Wednesday, November 5, 2008

Getting Political

No matter how you feel about the latest U.S. election, there is one thing you can't deny: The high school athletic trainer as part of the solution to the health care crisis. If my Sportsware injury tracking query is correct, last year I treated over 700 injuries myself. Not to mention the thousands of rehab sessions, or the injuries that I helped to prevent. I encourage every high school A.T. to do an end of the year report and present it to your school A.D., principal, and school board. The tax payers need to be aware of the quality, low cost health care we provide to our athletes every day. Whether you voted for McCain or Obama, you have to appreciate that.

Range Tweaks

If an exercise causes pain, it doesn't mean you need to abandon that exercise. In this month's JOSPT, researcher's measured patellofemoral joint forces in short vs. long lunges. In this case, more WAS better- if you have PFSS that is. The longer lunge reduced knee flexion, therefore reduced retro patellar stress. You could use the same stategy for your step ups & squats. However, it is only one strategy. If you understand the kinetic link concept, there are ways to INCREASE joint flexion while DECREASING retro patellar stress.
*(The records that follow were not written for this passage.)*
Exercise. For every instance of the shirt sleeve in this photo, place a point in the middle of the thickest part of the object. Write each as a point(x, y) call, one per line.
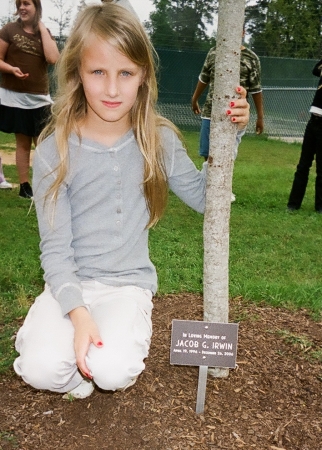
point(317, 70)
point(4, 33)
point(57, 254)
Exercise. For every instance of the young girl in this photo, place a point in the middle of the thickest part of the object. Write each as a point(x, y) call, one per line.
point(101, 177)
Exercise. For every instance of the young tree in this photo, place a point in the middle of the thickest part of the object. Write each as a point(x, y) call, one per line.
point(220, 166)
point(181, 23)
point(285, 28)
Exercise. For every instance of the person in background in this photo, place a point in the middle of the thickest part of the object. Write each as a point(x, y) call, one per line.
point(3, 182)
point(311, 147)
point(250, 79)
point(26, 49)
point(101, 174)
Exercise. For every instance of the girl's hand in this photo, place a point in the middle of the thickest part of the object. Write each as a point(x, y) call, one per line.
point(239, 109)
point(86, 333)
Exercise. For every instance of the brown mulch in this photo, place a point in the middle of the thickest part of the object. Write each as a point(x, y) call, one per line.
point(272, 400)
Stay tuned...

Monday, November 3, 2008

Speed & the Brain

Here is some interesting research explaining why reaction time & speed declines as we age, especially after the magic age of 40.

Sunday, November 2, 2008

County Champs!

Congratulations to Coaches Joe Cortico & Jack Gonzalez for a tough victory in chilly 38 degree weather last night. What a great bunch of kids- I really feel happy for them. We have 3 of the top 20 teams in the state in our conference- and you have to play each team twice, so it was no easy task. On to the state tournament!